A truncada redação permite duas interpretações. Na primeira compreensão, a operadora estaria obrigada a manter as coberturas, mesmo sem receber por 90 dias. Esse prazo poderia ser invocado mesmo com o fim do distanciamento social, já que o critério da lei é “enquanto durarem os efeitos” do coronavírus, sem especificar quais. Deixa-se a operadora sem parâmetros, e sem receber. Uma segunda leitura, ainda mais preocupante, é no sentido de que as pessoas e empresas poderiam simplesmente não pagar o plano de saúde “enquanto durarem os efeitos do estado de calamidade pública”. Exemplifico: uma empresa que demore um ano para recuperar seu volume de vendas poderia ficar todo esse período sem pagar, já que os efeitos ainda estão presentes. Ambos os cenários são inviáveis.

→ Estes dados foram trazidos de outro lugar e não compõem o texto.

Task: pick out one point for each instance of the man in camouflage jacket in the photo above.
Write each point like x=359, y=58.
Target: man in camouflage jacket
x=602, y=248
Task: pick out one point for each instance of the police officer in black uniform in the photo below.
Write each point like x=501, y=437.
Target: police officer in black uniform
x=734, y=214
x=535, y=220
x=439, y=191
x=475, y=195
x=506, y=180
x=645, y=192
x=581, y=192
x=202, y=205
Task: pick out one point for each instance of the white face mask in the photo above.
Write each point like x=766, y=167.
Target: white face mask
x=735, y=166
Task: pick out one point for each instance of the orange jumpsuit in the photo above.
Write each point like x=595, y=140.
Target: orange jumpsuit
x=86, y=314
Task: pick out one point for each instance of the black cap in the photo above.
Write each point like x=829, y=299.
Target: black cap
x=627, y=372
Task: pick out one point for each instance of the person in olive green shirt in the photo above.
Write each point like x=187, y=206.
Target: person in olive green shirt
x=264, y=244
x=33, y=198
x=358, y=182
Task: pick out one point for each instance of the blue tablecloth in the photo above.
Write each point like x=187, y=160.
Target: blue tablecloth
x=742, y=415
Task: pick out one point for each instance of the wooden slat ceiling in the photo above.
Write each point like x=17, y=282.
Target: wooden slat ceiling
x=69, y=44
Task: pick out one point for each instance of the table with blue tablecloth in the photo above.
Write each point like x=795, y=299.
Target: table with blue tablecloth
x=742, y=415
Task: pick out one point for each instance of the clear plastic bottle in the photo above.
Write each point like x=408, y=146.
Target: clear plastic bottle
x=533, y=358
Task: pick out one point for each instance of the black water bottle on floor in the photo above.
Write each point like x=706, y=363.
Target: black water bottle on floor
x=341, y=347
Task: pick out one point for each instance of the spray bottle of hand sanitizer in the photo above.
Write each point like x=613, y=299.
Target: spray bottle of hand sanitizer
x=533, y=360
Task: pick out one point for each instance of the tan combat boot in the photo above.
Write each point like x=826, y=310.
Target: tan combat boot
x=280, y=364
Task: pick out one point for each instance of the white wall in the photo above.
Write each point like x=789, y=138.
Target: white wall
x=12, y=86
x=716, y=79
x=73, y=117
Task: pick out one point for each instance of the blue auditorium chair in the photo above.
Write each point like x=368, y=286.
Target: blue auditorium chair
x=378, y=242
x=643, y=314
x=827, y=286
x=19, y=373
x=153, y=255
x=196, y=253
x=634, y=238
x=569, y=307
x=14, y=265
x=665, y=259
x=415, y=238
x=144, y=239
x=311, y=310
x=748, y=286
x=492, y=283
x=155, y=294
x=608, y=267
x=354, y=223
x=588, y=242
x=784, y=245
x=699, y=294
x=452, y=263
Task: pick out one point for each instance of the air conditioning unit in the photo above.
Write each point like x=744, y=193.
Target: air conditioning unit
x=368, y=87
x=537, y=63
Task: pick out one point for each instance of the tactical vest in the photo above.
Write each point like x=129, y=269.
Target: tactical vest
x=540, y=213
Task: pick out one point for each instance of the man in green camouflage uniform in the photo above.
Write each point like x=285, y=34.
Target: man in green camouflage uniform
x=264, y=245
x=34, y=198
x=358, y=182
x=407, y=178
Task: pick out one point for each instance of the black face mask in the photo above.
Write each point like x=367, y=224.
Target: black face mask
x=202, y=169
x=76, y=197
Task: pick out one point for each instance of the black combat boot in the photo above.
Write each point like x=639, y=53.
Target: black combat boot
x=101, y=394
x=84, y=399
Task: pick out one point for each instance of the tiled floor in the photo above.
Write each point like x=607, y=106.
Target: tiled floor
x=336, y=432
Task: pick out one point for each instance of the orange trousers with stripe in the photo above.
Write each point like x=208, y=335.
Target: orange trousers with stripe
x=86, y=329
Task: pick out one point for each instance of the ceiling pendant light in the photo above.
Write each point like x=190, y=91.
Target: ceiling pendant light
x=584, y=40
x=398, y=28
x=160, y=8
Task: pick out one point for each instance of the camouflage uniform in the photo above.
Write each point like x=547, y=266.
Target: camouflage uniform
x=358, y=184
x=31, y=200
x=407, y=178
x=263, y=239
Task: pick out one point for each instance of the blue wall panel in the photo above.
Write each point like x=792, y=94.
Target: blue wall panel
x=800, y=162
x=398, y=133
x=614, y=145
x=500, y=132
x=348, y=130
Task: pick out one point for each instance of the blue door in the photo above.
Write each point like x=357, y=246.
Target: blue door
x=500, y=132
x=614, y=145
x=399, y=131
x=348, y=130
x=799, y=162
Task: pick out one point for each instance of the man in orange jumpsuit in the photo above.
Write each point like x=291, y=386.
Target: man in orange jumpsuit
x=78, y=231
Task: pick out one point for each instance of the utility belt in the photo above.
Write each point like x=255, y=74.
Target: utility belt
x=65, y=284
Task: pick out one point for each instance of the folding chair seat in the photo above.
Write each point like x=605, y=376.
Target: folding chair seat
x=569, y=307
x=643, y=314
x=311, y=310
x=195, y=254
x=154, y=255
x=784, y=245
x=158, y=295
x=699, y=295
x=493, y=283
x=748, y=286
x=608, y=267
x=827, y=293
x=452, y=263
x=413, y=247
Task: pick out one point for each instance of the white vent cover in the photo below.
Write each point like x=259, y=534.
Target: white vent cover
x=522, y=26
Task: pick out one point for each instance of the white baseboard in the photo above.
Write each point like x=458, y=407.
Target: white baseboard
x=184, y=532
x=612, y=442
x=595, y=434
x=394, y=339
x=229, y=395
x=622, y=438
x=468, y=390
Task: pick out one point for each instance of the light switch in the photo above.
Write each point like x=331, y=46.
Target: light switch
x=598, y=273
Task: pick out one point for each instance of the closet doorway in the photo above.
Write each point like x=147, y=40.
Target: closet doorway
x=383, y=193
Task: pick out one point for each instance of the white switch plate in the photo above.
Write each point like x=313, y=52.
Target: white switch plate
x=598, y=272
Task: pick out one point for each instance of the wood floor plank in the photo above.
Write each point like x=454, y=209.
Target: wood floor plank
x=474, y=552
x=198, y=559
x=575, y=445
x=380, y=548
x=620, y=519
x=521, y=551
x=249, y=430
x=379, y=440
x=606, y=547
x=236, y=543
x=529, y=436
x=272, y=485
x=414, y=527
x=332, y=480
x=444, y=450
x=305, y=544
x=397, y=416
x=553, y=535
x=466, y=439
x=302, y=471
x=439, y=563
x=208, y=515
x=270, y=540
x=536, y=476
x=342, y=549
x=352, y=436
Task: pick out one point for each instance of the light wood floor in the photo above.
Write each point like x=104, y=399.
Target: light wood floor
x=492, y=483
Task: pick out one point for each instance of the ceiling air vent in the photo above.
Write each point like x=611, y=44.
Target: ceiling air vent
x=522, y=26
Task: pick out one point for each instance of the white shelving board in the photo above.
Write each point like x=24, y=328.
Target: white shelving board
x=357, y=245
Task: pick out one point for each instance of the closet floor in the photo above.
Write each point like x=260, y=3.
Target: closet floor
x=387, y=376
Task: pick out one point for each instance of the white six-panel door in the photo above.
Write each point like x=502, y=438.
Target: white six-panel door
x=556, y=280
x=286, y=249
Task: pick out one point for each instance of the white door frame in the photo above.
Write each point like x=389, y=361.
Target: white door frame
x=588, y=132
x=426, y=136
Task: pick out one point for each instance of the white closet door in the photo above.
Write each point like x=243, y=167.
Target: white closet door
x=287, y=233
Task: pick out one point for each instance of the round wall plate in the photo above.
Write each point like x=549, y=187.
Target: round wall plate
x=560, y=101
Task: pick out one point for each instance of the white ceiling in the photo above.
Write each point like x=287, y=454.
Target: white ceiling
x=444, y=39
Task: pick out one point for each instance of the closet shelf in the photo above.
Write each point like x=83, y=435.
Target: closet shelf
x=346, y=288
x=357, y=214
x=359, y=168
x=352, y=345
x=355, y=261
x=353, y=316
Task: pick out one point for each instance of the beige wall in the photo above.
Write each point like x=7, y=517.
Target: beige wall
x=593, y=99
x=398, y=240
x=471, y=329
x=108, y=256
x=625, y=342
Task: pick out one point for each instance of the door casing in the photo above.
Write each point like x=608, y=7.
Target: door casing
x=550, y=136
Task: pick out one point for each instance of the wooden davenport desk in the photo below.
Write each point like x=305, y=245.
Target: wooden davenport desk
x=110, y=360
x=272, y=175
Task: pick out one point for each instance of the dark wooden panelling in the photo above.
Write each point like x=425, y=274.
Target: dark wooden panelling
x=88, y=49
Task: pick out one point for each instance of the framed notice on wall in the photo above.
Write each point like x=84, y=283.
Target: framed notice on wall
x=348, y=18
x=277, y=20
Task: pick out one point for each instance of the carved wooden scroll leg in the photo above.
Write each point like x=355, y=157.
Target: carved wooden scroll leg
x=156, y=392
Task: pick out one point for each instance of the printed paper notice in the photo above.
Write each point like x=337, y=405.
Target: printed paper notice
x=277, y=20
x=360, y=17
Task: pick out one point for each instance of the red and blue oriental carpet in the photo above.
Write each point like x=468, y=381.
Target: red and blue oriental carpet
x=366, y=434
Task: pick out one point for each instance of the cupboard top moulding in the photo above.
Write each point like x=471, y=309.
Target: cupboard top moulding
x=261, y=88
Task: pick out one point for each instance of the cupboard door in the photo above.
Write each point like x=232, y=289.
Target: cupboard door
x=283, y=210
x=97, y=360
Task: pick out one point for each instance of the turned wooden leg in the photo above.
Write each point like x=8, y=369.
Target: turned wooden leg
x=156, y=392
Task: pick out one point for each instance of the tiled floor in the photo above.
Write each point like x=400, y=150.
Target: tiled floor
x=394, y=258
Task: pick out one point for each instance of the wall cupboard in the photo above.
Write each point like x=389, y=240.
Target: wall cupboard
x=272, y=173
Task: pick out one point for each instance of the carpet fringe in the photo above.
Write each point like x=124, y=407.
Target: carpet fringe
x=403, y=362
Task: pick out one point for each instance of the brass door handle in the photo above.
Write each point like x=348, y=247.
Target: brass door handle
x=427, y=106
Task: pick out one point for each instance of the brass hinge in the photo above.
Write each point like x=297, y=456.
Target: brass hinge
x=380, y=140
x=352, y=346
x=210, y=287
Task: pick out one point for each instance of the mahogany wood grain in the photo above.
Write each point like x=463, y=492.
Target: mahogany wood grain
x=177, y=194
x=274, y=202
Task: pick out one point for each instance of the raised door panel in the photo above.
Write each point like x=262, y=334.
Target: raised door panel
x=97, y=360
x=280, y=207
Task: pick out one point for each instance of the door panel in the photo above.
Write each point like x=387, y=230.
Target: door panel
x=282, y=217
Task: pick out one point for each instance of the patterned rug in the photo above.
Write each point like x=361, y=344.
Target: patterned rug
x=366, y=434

Em qualquer das interpretações, o projeto autoriza a suspensão total do pagamento da mensalidade do plano, por ao menos 90 dias, sem prever nenhuma contraprestação ou garantia às operadoras; nem mesmo retirou-se do benefício os planos odontológicos, os quais sequer guardam relação com a Covid-19.

A finalidade do projeto de lei, “garantir a manutenção dos contratos de assistência privada à saúde”, é um desejo comum a todos. As soluções, contudo, não podem se resumir a criar uma enorme bola de neve de dívidas, que terminará por extinguir os contratos de plano de saúde, seja porque as pessoas não conseguirão pagar seus débitos, seja porque as operadoras deixarão de existir.

Gabriel Schulman, advogado e doutor em Direito, é professor da Escola de Direito e Ciências Sociais da Universidade Positivo.